Help understanding proof of the following statement $E(Y) = \sum_{i = 1}^{\infty} P(Y \geq k)$

If Y is a discrete random variable that assigns positive probabilities to only the positive integers, show that

$E(Y) = \sum_{i = 1}^{\infty} P(Y \geq k)$

Where $E(Y)$ is the expected value (or mean) of Y.
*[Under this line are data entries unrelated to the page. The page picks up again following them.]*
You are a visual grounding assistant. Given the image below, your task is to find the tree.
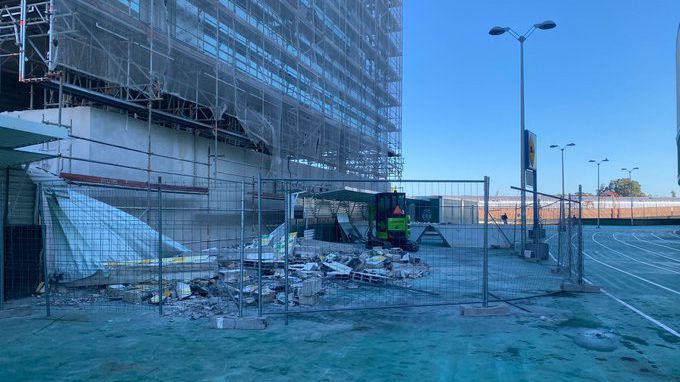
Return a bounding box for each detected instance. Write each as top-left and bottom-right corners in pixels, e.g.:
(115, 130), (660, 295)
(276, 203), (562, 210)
(600, 178), (646, 196)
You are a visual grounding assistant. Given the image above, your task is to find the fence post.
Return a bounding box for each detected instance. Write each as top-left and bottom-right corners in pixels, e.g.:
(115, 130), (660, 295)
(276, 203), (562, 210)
(257, 174), (262, 318)
(562, 194), (574, 280)
(482, 176), (489, 308)
(0, 167), (6, 310)
(38, 183), (52, 317)
(158, 176), (164, 316)
(557, 195), (567, 269)
(578, 184), (583, 285)
(283, 180), (290, 325)
(238, 180), (246, 318)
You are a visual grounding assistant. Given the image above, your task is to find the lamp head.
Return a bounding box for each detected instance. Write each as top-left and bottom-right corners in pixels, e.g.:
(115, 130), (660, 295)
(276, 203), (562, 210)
(489, 26), (510, 36)
(534, 20), (557, 31)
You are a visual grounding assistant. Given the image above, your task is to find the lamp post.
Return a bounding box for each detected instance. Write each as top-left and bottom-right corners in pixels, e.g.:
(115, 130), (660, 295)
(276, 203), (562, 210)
(588, 158), (609, 228)
(550, 143), (576, 198)
(489, 20), (557, 255)
(621, 167), (640, 227)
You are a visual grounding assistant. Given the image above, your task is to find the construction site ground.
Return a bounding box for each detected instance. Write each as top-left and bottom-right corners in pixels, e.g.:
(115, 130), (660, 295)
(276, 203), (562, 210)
(0, 227), (680, 381)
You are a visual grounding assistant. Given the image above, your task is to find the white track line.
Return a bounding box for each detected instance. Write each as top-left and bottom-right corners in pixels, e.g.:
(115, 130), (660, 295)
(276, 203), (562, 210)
(591, 233), (680, 275)
(548, 248), (680, 338)
(651, 232), (680, 248)
(612, 233), (680, 264)
(633, 233), (680, 252)
(583, 251), (680, 296)
(583, 277), (680, 338)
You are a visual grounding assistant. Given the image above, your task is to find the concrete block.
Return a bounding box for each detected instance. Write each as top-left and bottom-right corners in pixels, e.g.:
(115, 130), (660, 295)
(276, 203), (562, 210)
(526, 243), (549, 260)
(460, 305), (510, 317)
(298, 294), (319, 306)
(0, 306), (33, 319)
(219, 268), (245, 284)
(210, 316), (268, 330)
(300, 277), (323, 297)
(106, 284), (147, 304)
(560, 283), (600, 293)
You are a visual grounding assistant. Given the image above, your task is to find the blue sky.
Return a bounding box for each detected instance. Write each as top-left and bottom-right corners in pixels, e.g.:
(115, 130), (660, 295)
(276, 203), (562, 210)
(403, 0), (680, 196)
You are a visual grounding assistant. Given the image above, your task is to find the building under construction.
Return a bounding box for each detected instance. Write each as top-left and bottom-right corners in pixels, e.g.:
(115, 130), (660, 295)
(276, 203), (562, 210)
(0, 0), (403, 184)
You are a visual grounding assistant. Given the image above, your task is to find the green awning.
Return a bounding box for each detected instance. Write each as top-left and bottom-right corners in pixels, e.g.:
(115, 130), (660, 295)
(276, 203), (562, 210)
(0, 115), (68, 149)
(0, 115), (68, 167)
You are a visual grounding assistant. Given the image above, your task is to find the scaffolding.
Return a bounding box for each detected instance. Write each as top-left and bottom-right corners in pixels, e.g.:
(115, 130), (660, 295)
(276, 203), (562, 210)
(0, 0), (403, 179)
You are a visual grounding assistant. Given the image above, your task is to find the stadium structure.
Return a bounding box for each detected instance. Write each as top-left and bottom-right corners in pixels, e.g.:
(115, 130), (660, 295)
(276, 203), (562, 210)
(0, 0), (403, 184)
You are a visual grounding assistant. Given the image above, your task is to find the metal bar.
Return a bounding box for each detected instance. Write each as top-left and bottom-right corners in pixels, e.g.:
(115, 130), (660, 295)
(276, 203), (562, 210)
(257, 174), (262, 317)
(578, 184), (583, 285)
(519, 36), (524, 256)
(19, 0), (27, 82)
(533, 170), (541, 244)
(565, 194), (574, 280)
(57, 72), (64, 127)
(510, 186), (578, 203)
(482, 176), (489, 308)
(0, 167), (9, 310)
(283, 183), (290, 325)
(38, 183), (52, 317)
(158, 176), (163, 316)
(262, 178), (486, 184)
(238, 180), (246, 317)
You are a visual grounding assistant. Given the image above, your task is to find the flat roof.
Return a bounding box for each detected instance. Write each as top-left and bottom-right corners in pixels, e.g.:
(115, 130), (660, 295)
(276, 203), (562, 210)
(0, 114), (68, 149)
(0, 114), (68, 167)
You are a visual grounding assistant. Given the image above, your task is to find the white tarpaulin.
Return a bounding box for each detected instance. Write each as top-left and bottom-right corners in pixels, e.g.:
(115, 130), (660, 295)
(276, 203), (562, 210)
(45, 187), (189, 282)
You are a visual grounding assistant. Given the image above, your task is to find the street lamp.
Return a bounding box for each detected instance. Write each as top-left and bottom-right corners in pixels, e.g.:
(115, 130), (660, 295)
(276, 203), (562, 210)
(621, 167), (640, 227)
(588, 158), (609, 228)
(489, 20), (557, 255)
(550, 143), (576, 199)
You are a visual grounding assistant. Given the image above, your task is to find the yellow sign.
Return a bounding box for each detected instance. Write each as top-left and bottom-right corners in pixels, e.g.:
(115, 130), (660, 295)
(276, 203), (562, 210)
(525, 130), (536, 171)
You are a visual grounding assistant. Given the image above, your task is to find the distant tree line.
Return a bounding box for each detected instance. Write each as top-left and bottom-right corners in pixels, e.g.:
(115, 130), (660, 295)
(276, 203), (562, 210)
(598, 178), (647, 197)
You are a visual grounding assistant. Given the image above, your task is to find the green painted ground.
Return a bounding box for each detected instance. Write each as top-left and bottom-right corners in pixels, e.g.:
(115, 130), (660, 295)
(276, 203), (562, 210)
(0, 228), (680, 381)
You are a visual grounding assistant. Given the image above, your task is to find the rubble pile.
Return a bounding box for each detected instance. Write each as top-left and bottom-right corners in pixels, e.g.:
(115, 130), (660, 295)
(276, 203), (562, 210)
(43, 231), (430, 319)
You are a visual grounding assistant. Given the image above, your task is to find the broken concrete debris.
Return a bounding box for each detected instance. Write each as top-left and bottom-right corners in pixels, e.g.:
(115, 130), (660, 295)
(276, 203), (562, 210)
(46, 229), (430, 320)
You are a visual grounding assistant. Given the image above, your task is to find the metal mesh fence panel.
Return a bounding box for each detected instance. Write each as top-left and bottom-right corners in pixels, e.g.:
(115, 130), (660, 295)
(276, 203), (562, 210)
(41, 178), (253, 318)
(253, 179), (484, 314)
(18, 178), (582, 319)
(0, 167), (44, 309)
(489, 190), (581, 300)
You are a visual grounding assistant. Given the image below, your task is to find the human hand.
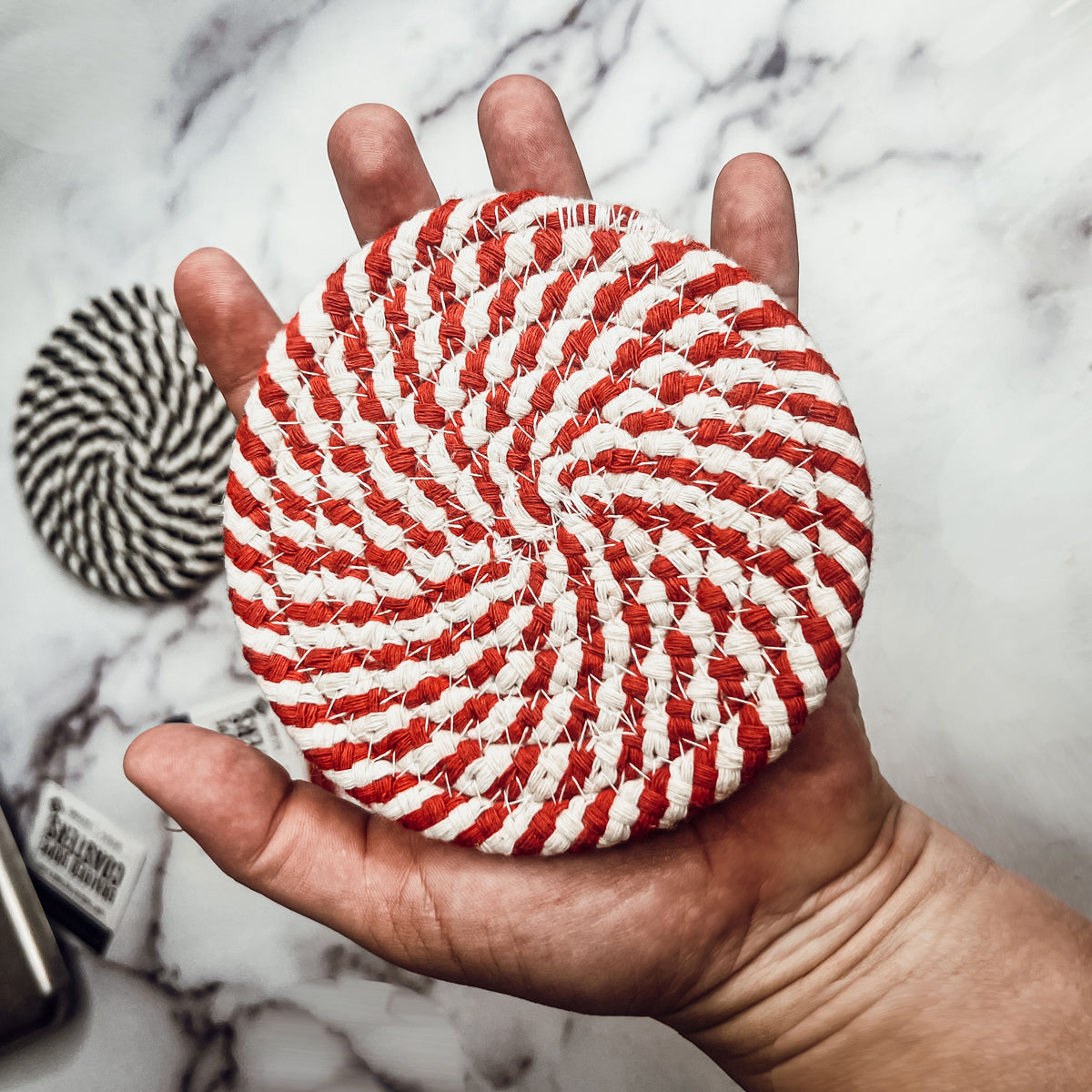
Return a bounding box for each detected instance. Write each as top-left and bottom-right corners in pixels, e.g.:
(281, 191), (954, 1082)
(126, 77), (901, 1083)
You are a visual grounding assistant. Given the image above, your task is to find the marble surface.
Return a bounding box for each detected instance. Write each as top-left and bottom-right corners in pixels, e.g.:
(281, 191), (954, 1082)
(0, 0), (1092, 1092)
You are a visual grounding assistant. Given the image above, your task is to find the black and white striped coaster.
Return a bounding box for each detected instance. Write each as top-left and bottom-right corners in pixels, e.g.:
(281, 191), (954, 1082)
(15, 286), (235, 600)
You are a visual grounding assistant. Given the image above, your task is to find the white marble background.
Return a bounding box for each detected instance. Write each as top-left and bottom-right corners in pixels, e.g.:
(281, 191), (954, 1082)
(0, 0), (1092, 1092)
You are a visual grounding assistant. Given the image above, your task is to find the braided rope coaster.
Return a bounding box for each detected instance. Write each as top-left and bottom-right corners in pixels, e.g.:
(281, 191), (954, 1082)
(15, 286), (235, 600)
(224, 192), (872, 854)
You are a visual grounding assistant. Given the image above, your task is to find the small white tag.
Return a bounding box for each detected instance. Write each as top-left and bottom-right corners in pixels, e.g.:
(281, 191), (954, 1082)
(26, 781), (147, 933)
(186, 688), (307, 779)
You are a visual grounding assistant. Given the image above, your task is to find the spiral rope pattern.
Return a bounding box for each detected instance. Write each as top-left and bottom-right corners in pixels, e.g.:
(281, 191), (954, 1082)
(15, 286), (235, 600)
(224, 192), (872, 854)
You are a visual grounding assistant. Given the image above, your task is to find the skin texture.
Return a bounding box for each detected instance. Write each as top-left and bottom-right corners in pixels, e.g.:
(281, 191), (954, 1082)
(140, 68), (897, 1015)
(126, 76), (1087, 1088)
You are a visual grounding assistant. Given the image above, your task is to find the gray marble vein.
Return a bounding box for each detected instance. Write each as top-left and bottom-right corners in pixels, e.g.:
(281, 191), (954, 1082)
(0, 0), (1092, 1092)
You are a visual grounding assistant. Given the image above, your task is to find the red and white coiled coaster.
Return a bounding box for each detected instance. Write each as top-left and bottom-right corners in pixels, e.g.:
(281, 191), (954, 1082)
(224, 192), (872, 854)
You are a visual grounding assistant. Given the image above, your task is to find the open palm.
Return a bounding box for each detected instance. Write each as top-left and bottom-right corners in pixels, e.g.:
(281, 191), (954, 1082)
(126, 77), (896, 1025)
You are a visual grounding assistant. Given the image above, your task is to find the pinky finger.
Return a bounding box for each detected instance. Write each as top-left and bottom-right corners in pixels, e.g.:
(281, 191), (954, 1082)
(175, 247), (280, 419)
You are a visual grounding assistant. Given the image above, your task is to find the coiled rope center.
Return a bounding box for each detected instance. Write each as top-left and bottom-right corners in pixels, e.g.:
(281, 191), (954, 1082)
(225, 193), (872, 853)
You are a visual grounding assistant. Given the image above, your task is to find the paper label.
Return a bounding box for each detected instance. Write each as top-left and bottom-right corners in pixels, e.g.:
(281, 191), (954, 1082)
(187, 688), (307, 779)
(26, 781), (147, 933)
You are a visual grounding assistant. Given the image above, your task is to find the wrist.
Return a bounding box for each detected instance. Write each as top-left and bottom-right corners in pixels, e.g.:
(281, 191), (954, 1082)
(666, 803), (1092, 1092)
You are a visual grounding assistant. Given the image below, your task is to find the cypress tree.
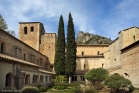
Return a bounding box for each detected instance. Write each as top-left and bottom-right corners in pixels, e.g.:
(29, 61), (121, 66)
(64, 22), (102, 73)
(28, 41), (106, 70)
(65, 13), (76, 83)
(54, 15), (65, 75)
This is a text book question and I'm having trouble understanding the solution as they don't give any worded explanations.

Here is the solution:

1 $\hspace{1.4cm}\sum_{i = 1}^{\infty} P(Y \geq k)$

2 $\hspace{1.4cm} = \sum_{k = 1}^{\infty}\sum_{j = k}^{\infty} P(Y=k)$

3 $\hspace{1.4cm} = \sum_{k = 1}^{\infty}\sum_{j = k}^{\infty} P(j)$

4 $\hspace{1.4cm} = \sum_{j = 1}^{\infty}j\cdot P(j)$

5 $\hspace{1.4cm} = \sum_{y = 1}^{\infty}y\cdot P(y) = E(Y)$

I'm not sure how to interpret the inequality $Y \geq k$ inside the probability function, does it read "values k assigned to the random variable $Y$ such that $k$ is less than or equal to $Y$? But how can a value $k$ be less than a random variable $Y$ that doesn't take on any values?

I'm also very confused about steps 1 to 2, and 3 to 4.

(1 to 2): I don't understand how they broke down the inequality inside the probability function.

I think the nested summations are making this complicated for me to understand.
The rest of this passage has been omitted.